Mike Hanion legte seinen Füllfederhalter weg und ließ seine Blicke über den Hauptsaal der Bücherei schweifen. Er sah von den Hängelampen erzeugte Lichtinseln; er sah, unscharf im Halbdunkel, Bücherregale; er sah die eisernen Wendeltreppen zu den Magazinen. Sonst war nichts zu sehen.
Aber er wurde das Gefühl einfach nicht los. Er glaubte, daß er nicht allein hier war.
Nach dem Aufbruch der anderen hatte er automatisch aufgeräumt, während er im Geiste Millionen Meilen - und 27 Jahre - entfernt war. Er machte Aschenbecher sauber, warf die leeren Flaschen und Bierdosen weg (um Carol nicht zu schockieren, bedeckte er sie mit zerknülltem Papier), dann fegte er die Scherben der Flasche zusammen, die Eddie zerbrochen hatte.
Anschließend legte er im Leseraum die herumliegenen Zeitungen und Zeitschriften an Ort und Stelle. Und während er diese einfachen Arbeiten verrichtete, ging er noch einmal die Geschichten durch, die sie erzählt hatten, wobei er sich am meisten auf das konzentrierte, was sie ausgelassen hatten.
Sie glaubten sich jetzt an alles zu erinnern, aber das stimmte nicht ganz. Nun ja, der Rest würde ihnen auch noch einfallen... wenn Es ihnen soviel Zeit ließ. Im Jahre 1958 hatten sie keine Möglichkeit gehabt, sich vorzubereiten. Sie hatten endlos geredet - abgesehen von der Steinschlacht und ihrem heroischen Besuch des Hauses an der Neibolt Street hatten sie immer nur geredet - und vielleicht wäre es letzten Endes auch weiter nur beim Reden geblieben. Aber dann, am 10. August, waren sie von Henry und seinen Freunden geradezu in die unterirdische Kanalisation gejagt worden.
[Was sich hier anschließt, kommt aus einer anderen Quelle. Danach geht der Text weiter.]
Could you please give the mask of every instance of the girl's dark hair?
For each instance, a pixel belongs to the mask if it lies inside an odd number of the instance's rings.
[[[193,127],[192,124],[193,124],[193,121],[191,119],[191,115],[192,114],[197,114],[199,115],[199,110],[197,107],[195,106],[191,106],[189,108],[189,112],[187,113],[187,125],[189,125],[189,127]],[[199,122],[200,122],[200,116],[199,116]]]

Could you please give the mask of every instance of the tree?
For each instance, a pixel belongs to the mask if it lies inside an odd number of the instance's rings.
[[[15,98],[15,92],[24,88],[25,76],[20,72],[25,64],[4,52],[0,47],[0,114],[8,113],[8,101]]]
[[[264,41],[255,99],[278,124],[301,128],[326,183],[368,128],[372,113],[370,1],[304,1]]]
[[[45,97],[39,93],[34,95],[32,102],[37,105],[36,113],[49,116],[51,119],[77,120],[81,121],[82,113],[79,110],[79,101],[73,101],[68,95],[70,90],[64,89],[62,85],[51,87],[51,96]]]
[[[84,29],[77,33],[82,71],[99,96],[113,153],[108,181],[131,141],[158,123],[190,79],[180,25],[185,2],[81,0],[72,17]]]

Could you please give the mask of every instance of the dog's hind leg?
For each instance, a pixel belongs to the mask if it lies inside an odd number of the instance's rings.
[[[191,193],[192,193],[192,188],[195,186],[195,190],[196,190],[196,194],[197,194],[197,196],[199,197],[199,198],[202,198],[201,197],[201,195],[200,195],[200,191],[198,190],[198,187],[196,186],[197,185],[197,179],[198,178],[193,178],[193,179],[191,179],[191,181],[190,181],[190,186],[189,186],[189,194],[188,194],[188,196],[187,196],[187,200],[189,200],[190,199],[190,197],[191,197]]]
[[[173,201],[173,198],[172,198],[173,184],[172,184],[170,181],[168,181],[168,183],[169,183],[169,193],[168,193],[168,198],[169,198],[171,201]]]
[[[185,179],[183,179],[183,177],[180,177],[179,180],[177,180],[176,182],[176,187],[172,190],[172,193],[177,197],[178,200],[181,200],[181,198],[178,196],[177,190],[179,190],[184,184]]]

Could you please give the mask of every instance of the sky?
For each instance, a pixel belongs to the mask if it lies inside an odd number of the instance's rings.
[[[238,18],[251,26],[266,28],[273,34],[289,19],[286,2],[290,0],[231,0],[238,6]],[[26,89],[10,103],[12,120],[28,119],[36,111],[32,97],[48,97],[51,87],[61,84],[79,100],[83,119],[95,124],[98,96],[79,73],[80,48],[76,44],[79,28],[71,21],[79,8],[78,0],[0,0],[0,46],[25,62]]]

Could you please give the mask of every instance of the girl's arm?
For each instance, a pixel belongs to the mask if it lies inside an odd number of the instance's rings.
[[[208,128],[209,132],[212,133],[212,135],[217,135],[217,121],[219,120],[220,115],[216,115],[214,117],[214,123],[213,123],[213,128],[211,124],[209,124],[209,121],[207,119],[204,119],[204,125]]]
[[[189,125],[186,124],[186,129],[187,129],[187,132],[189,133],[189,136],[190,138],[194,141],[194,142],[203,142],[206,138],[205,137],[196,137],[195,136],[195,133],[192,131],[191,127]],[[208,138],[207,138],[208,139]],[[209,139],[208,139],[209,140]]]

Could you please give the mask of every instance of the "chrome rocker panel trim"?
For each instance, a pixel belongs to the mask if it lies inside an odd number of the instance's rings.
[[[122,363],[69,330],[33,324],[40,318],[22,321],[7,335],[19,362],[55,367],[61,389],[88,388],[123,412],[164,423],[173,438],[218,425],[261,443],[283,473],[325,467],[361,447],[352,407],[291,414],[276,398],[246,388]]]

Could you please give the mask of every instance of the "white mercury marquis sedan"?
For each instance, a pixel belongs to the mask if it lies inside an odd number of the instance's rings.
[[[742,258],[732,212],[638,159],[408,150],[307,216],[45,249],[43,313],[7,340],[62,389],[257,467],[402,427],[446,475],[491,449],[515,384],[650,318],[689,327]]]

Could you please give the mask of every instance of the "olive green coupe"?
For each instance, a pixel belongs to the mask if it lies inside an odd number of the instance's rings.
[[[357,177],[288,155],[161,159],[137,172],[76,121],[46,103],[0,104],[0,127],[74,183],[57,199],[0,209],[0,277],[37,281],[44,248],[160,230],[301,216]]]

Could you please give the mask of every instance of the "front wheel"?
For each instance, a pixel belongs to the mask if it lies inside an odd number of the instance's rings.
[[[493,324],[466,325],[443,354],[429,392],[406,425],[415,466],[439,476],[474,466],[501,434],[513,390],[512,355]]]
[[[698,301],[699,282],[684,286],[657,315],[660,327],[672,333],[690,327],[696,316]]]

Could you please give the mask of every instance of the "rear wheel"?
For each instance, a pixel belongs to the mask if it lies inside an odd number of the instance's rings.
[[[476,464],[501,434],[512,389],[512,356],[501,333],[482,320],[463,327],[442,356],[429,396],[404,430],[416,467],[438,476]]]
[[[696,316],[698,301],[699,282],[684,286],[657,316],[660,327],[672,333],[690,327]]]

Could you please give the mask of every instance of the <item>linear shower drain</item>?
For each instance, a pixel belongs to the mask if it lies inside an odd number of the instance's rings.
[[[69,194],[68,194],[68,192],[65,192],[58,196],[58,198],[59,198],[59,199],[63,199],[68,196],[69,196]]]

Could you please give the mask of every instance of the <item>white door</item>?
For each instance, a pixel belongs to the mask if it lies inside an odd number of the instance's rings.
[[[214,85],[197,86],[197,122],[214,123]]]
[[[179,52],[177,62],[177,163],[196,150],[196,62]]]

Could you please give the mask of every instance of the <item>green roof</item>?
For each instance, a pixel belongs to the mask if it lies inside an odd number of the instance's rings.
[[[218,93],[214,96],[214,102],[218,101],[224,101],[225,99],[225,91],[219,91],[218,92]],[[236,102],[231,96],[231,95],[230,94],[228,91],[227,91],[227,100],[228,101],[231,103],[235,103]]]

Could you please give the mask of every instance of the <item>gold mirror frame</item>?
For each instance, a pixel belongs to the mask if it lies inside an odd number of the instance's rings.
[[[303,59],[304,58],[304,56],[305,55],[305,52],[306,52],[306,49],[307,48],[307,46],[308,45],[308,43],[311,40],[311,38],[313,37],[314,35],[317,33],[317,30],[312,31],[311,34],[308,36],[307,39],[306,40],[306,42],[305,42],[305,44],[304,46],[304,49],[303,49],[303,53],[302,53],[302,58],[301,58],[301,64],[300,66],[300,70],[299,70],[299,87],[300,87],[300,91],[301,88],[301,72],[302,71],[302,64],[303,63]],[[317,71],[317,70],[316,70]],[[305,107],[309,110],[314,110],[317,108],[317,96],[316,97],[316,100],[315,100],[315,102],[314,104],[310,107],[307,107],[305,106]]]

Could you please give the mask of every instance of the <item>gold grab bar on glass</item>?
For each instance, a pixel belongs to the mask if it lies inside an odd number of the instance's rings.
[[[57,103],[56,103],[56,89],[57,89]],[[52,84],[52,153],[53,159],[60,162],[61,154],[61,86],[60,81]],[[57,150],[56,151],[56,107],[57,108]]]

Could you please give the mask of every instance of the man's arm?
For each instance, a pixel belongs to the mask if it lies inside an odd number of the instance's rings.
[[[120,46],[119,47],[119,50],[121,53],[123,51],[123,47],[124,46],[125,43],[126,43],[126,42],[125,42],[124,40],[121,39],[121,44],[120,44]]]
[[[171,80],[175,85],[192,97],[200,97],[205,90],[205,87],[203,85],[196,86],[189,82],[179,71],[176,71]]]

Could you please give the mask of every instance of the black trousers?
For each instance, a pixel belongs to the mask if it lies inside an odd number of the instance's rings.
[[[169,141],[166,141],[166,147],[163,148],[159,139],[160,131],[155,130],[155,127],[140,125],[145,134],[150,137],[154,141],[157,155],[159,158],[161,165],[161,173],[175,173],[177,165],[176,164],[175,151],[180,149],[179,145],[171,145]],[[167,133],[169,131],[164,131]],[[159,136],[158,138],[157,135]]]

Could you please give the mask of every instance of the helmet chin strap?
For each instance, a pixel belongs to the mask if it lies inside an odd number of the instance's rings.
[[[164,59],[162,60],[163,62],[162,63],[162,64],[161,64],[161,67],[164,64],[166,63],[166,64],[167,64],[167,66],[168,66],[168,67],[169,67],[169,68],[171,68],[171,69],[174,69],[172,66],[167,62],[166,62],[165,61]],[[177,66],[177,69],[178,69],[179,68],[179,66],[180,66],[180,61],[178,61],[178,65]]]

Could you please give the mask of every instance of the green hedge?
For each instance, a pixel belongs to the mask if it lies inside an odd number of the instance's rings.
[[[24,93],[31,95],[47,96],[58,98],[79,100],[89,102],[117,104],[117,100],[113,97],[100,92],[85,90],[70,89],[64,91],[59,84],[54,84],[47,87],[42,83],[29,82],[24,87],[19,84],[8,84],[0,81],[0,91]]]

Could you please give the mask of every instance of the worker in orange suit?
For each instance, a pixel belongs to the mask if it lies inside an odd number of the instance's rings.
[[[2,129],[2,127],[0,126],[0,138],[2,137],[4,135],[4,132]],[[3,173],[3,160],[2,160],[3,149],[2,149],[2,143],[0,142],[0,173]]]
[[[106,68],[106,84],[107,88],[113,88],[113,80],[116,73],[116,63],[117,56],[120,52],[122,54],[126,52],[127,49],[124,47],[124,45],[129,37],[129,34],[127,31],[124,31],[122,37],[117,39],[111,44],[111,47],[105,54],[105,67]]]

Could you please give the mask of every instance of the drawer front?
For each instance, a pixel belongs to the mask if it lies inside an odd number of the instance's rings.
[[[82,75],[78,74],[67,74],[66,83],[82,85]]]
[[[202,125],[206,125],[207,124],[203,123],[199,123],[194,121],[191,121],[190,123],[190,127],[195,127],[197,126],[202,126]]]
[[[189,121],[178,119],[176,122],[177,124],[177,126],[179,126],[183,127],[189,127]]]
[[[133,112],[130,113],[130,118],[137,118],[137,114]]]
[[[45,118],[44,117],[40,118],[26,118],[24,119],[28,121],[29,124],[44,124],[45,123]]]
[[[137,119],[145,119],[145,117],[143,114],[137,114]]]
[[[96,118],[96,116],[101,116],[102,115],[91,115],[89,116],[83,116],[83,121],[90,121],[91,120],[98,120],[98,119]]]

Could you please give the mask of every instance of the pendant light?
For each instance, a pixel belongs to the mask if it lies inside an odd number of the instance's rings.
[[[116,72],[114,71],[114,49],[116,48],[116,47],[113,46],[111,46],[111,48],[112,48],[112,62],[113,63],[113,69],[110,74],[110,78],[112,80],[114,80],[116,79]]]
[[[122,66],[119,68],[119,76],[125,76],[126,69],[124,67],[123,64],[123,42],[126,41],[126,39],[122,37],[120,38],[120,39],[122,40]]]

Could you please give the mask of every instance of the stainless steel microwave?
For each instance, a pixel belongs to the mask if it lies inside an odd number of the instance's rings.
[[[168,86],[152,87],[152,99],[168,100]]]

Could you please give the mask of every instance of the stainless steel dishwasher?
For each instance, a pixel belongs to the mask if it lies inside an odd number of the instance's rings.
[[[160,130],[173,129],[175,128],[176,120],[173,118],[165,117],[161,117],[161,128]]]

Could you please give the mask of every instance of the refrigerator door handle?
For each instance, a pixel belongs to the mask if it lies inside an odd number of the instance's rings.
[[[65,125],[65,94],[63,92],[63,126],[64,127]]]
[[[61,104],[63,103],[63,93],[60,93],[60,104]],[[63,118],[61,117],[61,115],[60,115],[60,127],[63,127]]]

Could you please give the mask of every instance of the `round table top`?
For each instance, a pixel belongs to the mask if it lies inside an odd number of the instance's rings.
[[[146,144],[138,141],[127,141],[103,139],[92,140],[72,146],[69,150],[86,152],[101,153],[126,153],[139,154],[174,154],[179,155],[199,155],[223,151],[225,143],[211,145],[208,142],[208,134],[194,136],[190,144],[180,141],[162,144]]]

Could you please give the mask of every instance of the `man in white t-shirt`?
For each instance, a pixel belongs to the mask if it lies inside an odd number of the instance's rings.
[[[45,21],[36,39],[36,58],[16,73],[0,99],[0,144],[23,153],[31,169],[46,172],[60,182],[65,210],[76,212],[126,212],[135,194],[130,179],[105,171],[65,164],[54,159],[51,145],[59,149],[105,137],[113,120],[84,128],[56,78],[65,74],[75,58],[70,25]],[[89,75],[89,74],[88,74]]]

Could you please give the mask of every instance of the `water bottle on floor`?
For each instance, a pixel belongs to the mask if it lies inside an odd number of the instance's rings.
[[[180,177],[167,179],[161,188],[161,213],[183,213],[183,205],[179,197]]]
Vielleicht hätte ich es ihnen sagen sollen, dachte er, während er die letzten Zeitschriften wegräumte. Aber davon hatte ihn etwas abgehalten - jene andere Kraft. Vielleicht gehörte auch das einfach dazu; so vieles hatte sich schon wiederholt, und vielleicht würde sich auch jener letzte große Akt -natürlich in aktualisierter Form - wiederholen. Er hatte für den kommenden Tag starke Taschenlampen und Minenhelme besorgt; ebenso auch Pläne des Kanalisationssystems von Derry. Ordentlich zusammengerollt und mit Gummis zusammengehalten, lagen sie mit den Lampen und Helmen zu Hause in seinem Schrank. Aber damals, als Kinder, waren sie einfach in die Kanäle gejagt worden, waren unvorbereitet in die Konfrontation mit ihm getrieben worden. Würde sich das wiederholen? Er war inzwischen zu der Überzeugung gelangt, daß Glaube und Macht austauschbar waren. War die letzte Wahrheit vielleicht noch einfacher? Daß kein Glaubensakt möglich war, bis man - wie ein Fallschirmspringer-Neuling aus einem Flugzeug - einfach sozusagen ins Nichts hinausgestoßen wurde? Sobald man fiel, war man gezwungen, an den Fallschirm zu glauben. Während des freien Falls an der Leine zu ziehen war Ausdruck dieses Glaubens.